Geschichte / Museum:
Das Volkskundemuseum besitzt etwa 100 Schreibzeuge, die zwischen 1895 und 1960 in den Museumsbestand aufgenommen worden sind. Die Objekte stammen zumeist aus Privatsammlungen oder aus Ankäufen von Händlern. Das vorliegende Schreibzeug wurde im Jahre 1912 im Rahmen eines umfangreicheren Konvoluts vom Antiquitätenhändler Gebhard Sagmeister in Bregenz angekauft. Regionale Vergleiche zeigen, dass es höchstwahrscheinlich in Vorarlberg hergestellt worden ist. Das Schreibzeug unterscheidet sich von der Masse der Stücke aus dem 17. bis 20. Jahrhundert durch die Nachformung eines Schreibtisches, an dem ein schreibender Mann sitzt. Das Schreibzeug, das der Schreibende gewöhnlich vor sich auf dem Tisch stehen hatte, wird hier zum Spiegel des Mobiliars und seines Verwenders. Dieses einzigartig gestaltete Tintenzeug zeigt den Schreiber oder vielleicht war es ein Lehrer samt der dafür notwendigen Utensilien, einem Schreibpult, einem Buch sowie einem Schreibstift, bei der Arbeit. Er trägt eine Zopftracht, einen Langrock und einen breitkrempigen Hut, und wird von einem Hund begleitet. Wir können vermuten, dass der Verwender dieses Schreibzeug beim ortsansässigen Hafner anfertigen ließ. Letzterer verewigte den Besteller mit einem Augenzwinkern persönlich und detailgetreu auf seinem Schreibzeug. Bei der Qualität des Malhorndekors nahm er es hingegen nicht so genau.

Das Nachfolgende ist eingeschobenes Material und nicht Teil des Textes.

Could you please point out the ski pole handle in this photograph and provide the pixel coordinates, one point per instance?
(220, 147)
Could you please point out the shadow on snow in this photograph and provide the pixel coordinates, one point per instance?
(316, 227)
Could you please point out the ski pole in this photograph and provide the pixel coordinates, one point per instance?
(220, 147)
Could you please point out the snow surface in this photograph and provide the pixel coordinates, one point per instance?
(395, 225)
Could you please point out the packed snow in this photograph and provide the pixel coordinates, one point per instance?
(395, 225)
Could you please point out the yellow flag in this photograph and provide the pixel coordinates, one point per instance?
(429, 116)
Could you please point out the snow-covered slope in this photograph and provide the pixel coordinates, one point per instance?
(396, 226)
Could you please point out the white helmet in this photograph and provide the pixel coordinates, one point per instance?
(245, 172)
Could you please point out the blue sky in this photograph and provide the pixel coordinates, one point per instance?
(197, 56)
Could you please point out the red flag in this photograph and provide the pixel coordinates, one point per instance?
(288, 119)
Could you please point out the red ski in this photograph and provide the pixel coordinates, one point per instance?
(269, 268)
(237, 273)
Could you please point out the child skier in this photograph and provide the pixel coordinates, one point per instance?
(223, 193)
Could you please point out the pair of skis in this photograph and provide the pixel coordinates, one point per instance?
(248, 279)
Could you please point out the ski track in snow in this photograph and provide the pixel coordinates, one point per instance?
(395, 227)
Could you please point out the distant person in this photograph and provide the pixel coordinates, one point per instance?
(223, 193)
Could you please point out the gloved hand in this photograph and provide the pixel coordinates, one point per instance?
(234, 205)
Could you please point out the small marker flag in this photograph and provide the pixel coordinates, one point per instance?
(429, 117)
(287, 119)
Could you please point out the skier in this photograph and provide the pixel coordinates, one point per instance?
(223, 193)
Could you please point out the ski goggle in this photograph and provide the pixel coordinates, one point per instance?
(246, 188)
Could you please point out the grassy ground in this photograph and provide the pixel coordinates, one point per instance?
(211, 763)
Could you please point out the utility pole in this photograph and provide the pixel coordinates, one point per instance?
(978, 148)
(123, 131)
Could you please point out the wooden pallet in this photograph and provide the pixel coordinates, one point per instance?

Geschichte / Leben / Kontext:
Goethe schrieb damit, Wieland benützte es und Nietzsche sinnierte darüber: Schreibzeuge gehören heute zu jenen Objekttypen, die aus der kollektiven Erinnerung verschwunden sind und nur noch in Museen besichtigt werden können. Bis ins Spätmittelalter tauchte man den Federkiel zum Beispiel in ein Horn, gefüllt mit Tinte, das der Schreiber selbst in seiner Hand hielt oder das am Schreibpult befestigt war. Aus dem 16. Jahrhundert sind Darstellungen von handwerklich hergestellten Tintengefäßen überliefert. Diese entwickelten sich in Folge zu einem Kombinationsbehälter für Tintenfass, Streusandbüchse und einer Ablage für die Federkiele. Sie gesellten sich zur Produktionspalette von Kunsthandwerkern unterschiedlicher Sparten, und es entstanden prachtvoll ornamentierte Behältnisse aus Silber, Zinn und Holz.
Mit dem Beginn der Neuzeit blieb die Beherrschung der Schrift nicht mehr allein ein Privileg der Kirchengelehrten. Im 17. und 18. Jahrhundert wurden in zunehmenden Mengen kastenförmige keramische Schreibzeuge zuerst in Hafnerwerkstätten und schließlich auch in Fayencemanufakturen hergestellt und zierten vielgestaltig die Tische der schreibkundigen Bevölkerung in Stadt und Land. Im 19. Jahrhundert gewann die Schreibgarnitur aus Porzellan als Attribut bürgerlicher und adeliger Lebenswelten zunehmend an Bedeutung.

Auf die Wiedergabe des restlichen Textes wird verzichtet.